Nestle SA (based in Switzerland) this week is expected to name CFO Paul Polman as its new CEO, according to numerous media reports. [Update: Oops. They picked Paul Bulcke instead. The challenges below remain relevant.] So what’s the situation that the new CEO faces? Here are some clues, gleaned from various articles in The Wall Street Journal:
Problem: Nestle is the world’s biggest food company (2006 sales of $78.6 billion) but lags the industry in profit margin (13.5% on food).
Problem: An acquisition binge — from Dreyer’s ice cream and Ralston pet food to Jenny Craig weight-loss programs and Gerber baby food — has produced a company so big that it’s unwieldy and sluggish. Weak divisions are being put on a “value destroyers” list (ouch!) that’s reviewed by the executive committee at monthly meetings.
Problem: Too many unprofitable brand variations. Current CEO Peter Brabeck discovered last year that the food maker was churning out 130,000 variations of its brands, and 30% weren’t making money. So he pushed to jettison weaker brands.

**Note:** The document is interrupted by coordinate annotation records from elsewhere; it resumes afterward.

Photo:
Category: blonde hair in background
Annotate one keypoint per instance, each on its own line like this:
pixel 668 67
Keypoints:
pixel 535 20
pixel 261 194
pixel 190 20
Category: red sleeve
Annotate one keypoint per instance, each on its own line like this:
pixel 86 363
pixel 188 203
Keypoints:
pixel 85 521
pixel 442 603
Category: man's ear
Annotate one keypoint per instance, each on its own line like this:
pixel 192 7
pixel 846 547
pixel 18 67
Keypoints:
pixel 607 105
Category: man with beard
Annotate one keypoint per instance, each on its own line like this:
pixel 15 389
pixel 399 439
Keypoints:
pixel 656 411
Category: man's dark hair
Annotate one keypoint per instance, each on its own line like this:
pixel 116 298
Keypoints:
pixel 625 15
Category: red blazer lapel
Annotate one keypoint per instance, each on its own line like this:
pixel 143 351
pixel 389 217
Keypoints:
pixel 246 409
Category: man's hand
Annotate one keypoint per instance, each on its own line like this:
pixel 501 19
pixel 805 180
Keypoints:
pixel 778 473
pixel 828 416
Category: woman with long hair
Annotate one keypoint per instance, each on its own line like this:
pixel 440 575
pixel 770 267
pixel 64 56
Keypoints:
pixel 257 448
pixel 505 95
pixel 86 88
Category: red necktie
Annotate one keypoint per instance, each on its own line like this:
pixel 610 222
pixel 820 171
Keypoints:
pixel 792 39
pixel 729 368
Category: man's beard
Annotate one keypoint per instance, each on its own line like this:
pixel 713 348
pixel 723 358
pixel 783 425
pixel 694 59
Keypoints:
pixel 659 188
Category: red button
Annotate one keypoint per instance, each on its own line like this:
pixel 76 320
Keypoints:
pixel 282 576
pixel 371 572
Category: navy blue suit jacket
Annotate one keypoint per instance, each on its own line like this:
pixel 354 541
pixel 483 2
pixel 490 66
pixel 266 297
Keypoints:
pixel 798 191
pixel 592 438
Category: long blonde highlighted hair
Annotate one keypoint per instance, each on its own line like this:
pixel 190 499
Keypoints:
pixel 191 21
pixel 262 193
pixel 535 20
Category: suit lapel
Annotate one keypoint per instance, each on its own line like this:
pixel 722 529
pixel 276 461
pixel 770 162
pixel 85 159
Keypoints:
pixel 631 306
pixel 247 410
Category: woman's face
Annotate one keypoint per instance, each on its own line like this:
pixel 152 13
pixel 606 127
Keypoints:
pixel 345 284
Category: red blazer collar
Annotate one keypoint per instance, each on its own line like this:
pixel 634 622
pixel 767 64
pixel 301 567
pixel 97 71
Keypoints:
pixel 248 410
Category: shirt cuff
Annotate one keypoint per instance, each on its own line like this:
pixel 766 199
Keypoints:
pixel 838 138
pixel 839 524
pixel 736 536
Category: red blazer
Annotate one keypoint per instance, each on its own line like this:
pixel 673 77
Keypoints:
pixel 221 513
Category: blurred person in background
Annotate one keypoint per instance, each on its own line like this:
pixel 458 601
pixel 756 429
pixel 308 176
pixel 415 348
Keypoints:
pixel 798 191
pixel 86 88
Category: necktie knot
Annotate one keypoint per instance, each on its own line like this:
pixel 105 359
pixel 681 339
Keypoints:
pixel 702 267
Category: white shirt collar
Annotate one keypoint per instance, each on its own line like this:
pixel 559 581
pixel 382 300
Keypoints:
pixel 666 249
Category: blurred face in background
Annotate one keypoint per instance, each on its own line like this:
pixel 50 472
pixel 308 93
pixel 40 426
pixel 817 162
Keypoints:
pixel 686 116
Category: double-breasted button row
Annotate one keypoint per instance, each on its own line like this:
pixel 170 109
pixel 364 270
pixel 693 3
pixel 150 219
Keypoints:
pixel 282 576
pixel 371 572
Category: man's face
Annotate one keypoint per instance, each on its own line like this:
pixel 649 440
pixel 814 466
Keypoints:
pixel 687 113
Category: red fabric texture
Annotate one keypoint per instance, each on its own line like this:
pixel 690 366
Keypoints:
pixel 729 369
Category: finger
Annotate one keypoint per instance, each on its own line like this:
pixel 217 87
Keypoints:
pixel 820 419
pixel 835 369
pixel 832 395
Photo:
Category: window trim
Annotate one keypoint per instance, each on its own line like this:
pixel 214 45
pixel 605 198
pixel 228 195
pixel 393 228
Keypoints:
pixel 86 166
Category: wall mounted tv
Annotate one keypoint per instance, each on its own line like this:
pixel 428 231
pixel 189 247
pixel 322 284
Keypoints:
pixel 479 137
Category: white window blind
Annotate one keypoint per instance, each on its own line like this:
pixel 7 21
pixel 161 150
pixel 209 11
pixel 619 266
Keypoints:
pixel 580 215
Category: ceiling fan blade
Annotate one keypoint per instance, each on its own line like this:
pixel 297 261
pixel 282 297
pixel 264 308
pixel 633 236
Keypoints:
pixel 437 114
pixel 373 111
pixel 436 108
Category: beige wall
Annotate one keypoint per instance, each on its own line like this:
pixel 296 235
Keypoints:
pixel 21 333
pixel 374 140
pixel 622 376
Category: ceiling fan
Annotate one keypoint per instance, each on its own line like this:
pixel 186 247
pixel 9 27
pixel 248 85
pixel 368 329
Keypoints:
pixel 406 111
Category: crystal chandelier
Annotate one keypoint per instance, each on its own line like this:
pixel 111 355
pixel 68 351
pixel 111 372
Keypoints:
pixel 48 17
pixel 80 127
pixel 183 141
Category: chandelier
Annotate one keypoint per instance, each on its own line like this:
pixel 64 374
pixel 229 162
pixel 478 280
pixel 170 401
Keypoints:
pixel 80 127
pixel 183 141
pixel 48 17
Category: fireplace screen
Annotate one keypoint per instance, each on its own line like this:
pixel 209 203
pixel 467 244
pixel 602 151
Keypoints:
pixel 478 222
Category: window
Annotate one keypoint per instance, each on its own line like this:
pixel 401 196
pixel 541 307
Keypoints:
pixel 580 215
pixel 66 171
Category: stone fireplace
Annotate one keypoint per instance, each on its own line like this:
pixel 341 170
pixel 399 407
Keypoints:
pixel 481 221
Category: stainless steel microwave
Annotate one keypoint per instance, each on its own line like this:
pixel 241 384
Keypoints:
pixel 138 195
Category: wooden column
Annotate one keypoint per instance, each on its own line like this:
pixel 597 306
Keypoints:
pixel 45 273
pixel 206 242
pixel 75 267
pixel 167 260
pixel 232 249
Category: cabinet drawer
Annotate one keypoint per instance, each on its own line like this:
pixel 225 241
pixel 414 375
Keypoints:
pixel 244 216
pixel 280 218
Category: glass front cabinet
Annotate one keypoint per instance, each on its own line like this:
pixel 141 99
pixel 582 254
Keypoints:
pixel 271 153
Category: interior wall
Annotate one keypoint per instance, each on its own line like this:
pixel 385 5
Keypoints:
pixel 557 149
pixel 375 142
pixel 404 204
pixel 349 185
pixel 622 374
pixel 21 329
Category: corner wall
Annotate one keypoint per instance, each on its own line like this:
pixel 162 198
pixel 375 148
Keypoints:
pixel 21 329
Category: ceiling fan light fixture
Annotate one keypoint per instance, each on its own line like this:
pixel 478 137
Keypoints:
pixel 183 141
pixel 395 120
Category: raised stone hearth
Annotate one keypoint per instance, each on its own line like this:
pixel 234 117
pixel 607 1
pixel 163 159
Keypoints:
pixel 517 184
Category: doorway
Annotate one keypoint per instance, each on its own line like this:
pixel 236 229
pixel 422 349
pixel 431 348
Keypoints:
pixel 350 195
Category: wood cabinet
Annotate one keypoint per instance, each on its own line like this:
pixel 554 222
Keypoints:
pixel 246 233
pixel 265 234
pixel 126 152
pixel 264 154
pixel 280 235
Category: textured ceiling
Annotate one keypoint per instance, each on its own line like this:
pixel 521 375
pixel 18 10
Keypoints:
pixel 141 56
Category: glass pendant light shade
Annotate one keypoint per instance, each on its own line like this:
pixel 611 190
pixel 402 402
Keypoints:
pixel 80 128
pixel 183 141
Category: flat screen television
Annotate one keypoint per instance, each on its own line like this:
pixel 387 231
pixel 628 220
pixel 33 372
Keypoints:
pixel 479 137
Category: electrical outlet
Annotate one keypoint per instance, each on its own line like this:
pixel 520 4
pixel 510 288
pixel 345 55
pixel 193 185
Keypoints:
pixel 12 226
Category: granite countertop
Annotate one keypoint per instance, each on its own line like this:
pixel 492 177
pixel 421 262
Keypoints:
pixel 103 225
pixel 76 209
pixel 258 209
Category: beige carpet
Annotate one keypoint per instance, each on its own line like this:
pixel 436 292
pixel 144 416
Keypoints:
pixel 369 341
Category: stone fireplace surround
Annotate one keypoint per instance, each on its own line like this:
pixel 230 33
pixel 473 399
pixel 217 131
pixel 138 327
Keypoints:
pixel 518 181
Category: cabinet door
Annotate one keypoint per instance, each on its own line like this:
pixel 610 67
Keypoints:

Problem: Organizational complexity; the org chart is a thicket of arrows, boxes and subsidiaries, which are being pruned.

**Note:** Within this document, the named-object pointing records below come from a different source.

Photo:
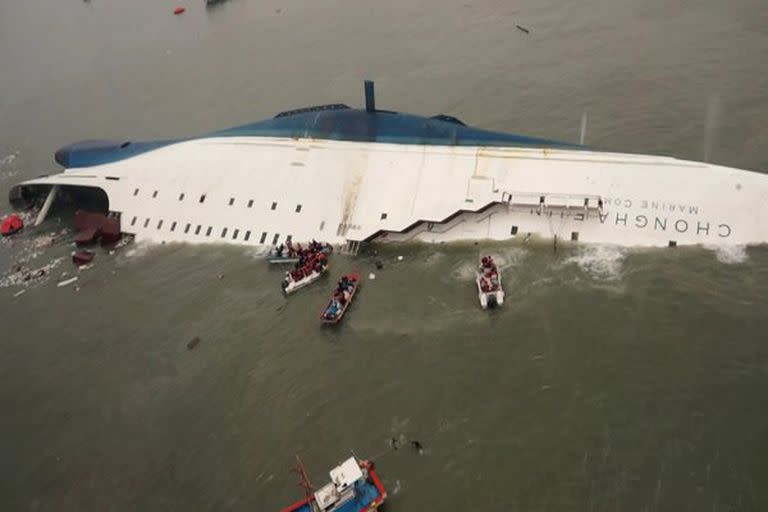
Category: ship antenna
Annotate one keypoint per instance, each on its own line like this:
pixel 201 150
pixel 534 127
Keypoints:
pixel 304 482
pixel 370 97
pixel 710 125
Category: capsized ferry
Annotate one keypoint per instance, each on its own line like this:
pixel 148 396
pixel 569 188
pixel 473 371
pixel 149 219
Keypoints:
pixel 349 176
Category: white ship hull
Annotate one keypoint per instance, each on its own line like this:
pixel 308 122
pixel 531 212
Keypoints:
pixel 348 191
pixel 346 176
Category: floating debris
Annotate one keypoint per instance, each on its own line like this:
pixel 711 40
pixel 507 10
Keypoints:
pixel 67 281
pixel 11 225
pixel 193 342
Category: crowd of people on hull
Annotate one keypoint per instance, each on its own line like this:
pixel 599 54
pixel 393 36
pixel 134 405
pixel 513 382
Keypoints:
pixel 288 250
pixel 489 275
pixel 311 259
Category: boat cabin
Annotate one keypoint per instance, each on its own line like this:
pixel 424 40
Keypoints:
pixel 334 495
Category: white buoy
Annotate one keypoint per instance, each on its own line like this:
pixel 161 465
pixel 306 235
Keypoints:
pixel 66 282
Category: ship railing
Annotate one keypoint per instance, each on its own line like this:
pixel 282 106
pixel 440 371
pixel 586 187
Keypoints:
pixel 542 201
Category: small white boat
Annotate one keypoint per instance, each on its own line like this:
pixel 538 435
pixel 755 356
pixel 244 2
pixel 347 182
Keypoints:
pixel 488 279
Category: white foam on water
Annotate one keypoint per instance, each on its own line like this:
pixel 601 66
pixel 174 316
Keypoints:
pixel 7 169
pixel 258 253
pixel 464 271
pixel 600 262
pixel 509 258
pixel 731 254
pixel 137 250
pixel 37 276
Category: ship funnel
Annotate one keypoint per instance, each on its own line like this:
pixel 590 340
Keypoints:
pixel 370 97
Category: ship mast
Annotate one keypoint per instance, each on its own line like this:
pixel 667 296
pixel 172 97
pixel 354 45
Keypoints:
pixel 304 482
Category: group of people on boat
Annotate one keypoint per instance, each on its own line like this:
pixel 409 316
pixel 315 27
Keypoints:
pixel 489 278
pixel 288 250
pixel 311 259
pixel 340 298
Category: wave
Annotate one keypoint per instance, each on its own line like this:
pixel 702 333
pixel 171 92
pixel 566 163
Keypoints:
pixel 601 262
pixel 731 254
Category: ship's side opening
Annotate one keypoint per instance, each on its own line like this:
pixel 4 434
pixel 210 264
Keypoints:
pixel 68 199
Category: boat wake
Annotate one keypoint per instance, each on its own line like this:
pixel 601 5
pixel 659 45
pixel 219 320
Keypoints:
pixel 600 262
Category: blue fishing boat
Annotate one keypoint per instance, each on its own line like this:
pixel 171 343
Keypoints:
pixel 354 487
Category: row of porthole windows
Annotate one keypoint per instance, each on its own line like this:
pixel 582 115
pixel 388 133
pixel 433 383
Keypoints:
pixel 209 230
pixel 231 200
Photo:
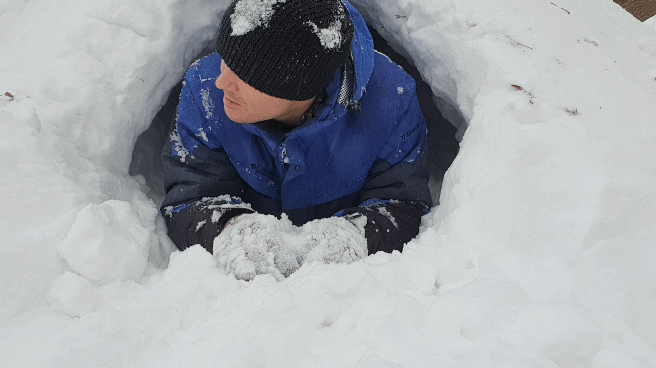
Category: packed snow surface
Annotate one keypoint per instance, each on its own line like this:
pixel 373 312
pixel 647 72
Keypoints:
pixel 542 252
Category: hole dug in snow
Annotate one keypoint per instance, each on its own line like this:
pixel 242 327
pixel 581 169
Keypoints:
pixel 442 142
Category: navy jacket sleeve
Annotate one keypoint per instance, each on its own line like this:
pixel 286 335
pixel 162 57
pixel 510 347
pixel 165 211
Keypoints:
pixel 395 195
pixel 202 187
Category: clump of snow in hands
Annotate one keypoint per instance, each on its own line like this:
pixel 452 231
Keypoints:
pixel 250 14
pixel 540 254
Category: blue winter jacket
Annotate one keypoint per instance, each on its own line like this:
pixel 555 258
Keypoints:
pixel 362 154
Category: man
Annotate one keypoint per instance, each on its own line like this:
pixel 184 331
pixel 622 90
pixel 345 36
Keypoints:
pixel 295 142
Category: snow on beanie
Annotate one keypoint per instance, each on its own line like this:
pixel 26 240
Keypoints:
pixel 290 49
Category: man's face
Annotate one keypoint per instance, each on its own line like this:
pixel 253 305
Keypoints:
pixel 244 104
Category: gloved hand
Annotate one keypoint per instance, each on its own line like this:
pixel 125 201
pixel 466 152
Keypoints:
pixel 333 240
pixel 254 244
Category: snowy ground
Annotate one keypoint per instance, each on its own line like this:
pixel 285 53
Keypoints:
pixel 541 254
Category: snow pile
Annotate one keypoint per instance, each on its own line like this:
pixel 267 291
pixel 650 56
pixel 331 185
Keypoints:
pixel 541 253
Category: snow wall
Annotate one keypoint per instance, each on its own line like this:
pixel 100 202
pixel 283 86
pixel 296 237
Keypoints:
pixel 541 253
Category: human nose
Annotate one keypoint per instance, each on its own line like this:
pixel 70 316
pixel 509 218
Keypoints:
pixel 225 81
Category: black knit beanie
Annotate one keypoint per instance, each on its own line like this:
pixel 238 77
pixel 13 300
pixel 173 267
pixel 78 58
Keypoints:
pixel 290 49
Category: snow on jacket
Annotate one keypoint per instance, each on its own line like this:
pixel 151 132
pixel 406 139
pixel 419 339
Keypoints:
pixel 361 155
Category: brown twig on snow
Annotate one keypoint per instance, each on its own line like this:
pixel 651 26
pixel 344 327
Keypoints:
pixel 561 8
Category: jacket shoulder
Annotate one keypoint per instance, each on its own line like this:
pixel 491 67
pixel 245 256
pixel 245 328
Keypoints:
pixel 204 69
pixel 389 75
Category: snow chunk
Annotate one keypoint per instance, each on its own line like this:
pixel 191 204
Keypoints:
pixel 72 294
pixel 208 104
pixel 330 37
pixel 202 134
pixel 250 14
pixel 383 211
pixel 109 241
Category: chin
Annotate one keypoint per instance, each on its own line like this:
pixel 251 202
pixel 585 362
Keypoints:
pixel 239 118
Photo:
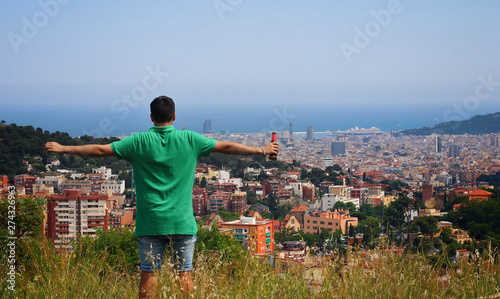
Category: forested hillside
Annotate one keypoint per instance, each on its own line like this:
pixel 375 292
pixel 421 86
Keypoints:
pixel 25 143
pixel 479 124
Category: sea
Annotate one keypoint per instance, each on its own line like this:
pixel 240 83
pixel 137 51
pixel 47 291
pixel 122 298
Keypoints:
pixel 104 120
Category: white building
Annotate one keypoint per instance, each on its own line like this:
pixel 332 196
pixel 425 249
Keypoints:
pixel 329 200
pixel 51 181
pixel 103 170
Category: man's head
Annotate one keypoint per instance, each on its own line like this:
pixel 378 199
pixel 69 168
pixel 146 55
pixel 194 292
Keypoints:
pixel 162 109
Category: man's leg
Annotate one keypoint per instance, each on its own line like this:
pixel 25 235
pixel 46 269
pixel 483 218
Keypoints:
pixel 186 282
pixel 183 246
pixel 147 288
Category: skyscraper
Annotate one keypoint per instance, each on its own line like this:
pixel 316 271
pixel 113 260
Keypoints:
pixel 437 144
pixel 310 133
pixel 494 141
pixel 454 151
pixel 207 126
pixel 338 148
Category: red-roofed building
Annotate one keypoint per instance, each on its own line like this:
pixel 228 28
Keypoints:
pixel 338 220
pixel 479 195
pixel 298 212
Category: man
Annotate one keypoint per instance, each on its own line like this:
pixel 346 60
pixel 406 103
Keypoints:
pixel 164 161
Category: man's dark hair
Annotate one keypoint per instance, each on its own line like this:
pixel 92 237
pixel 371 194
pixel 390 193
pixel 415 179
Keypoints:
pixel 162 109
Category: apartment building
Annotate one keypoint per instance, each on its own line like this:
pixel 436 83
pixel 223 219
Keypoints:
pixel 25 181
pixel 72 215
pixel 51 181
pixel 314 222
pixel 256 235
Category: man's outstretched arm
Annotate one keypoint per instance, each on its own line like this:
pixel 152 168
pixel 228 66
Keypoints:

Future decision: Whether to buy the rest of consumer-products titan L’Oreal SA (Nestle already owns 29%).
Innovation: Brabeck appointed a new head of innovation (Werner Bauer) and told him to be pickier about which ideas to pursue. The CEO now tracks Nestle’s 10 most promising innovations at monthly meetings. Bauer has slashed the number of new projects by about half.
Technology: CEO Brabeck hopes to finish one of his biggest projects: implementation of a modern ERP system (from SAP AG). The project started in 2002.
Polman’s challenge: Having “already gone after the low-hanging fruit, he could have a tough time squeezing more growth out of the huge company.”